Spook was actually used by black people to refer to white people, presumably on the notion of “white” ghosts.
spook n.
[SE spook, a ghost]
- (US black) a white person.
- 1939 [US] P.E. Miller Down Beat’s Yearbook of Swing n.p.: spook: a white musician.
- 1944 [US] D. Burley Orig. Hbk of Harlem Jive 19: Us young homes, and lanes and hipstuds, gray and fay, and spook and spade.
(Green’s Dictionary of slang)
As for its usage about black people, Etymonline suggests that:
The derogatory racial sense of "black person" is attested from 1945, perhaps from the notion of dark skin being difficult to see at night.
The following article from the Newsweek.com has an interesting story on how the term spook was initially used to refer to black people:
According to Merriam-Webster, the word "spooky" is defined as, "relating to, resembling or suggesting spooks." A further break-down of "spook" gives way to the meaning, "ghost, specter" or "an undercover agent: spy." But the Dutch word describing apparitions, which first came into use around the 19th century, took on a more sinister meaning around World War II, when white American soldiers started referring to their Black counterparts as "spooks."

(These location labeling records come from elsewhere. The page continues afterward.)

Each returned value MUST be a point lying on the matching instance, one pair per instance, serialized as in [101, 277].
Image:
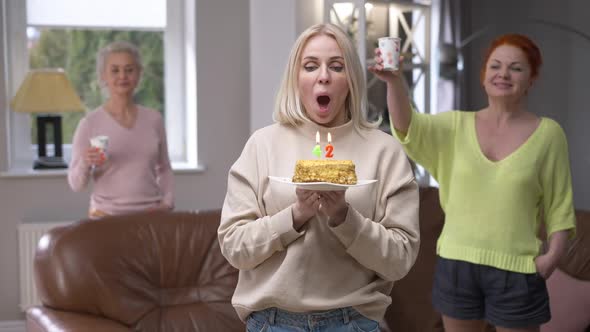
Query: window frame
[180, 86]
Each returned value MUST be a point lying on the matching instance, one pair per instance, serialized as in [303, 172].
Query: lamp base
[49, 163]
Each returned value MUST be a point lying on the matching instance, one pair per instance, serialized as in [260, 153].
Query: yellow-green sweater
[493, 208]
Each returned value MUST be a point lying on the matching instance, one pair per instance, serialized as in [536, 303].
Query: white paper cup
[101, 142]
[390, 49]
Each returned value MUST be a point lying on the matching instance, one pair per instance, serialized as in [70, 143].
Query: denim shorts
[506, 299]
[337, 320]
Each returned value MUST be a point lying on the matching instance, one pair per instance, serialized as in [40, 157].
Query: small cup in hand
[100, 143]
[390, 50]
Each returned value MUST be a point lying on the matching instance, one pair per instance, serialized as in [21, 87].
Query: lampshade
[46, 91]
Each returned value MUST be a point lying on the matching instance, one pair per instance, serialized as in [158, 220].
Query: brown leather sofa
[145, 272]
[165, 272]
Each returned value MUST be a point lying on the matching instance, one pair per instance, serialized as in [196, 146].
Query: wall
[561, 91]
[223, 97]
[274, 26]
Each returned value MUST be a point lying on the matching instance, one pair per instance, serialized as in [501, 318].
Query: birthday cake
[333, 171]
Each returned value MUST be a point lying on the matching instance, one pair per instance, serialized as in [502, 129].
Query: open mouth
[323, 101]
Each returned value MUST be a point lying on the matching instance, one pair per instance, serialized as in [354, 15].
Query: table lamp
[47, 92]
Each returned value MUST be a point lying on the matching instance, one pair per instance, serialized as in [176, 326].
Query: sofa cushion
[144, 271]
[576, 261]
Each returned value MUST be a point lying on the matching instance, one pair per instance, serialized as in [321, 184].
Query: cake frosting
[326, 170]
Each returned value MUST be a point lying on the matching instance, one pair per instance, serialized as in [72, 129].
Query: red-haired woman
[497, 169]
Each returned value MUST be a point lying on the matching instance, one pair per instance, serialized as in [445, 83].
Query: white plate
[324, 186]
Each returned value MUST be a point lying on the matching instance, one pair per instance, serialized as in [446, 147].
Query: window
[67, 34]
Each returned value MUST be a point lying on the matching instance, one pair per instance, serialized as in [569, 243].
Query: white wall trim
[12, 326]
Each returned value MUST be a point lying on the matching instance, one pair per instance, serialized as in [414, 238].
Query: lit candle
[329, 147]
[317, 150]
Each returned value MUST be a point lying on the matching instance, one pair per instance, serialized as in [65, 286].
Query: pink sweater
[137, 175]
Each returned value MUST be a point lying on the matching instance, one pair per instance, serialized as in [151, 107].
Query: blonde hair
[116, 47]
[288, 107]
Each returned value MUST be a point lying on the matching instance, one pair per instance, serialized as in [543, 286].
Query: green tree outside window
[75, 51]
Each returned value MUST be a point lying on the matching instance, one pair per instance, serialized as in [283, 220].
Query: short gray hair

Originally, pilots of the Tuskegee Institute—derived of the first Black military aviators in the U.S. Army Air Corps—were called the "Spookwaffe"—a play on the German term "waffe," which means weapon or gun. When airmen returned from their posts with the nickname, white Americans caught wind of the name and began linking the term "spook" to blackness, thus resulting in the word transitioning into a racial slur and its derogatory use.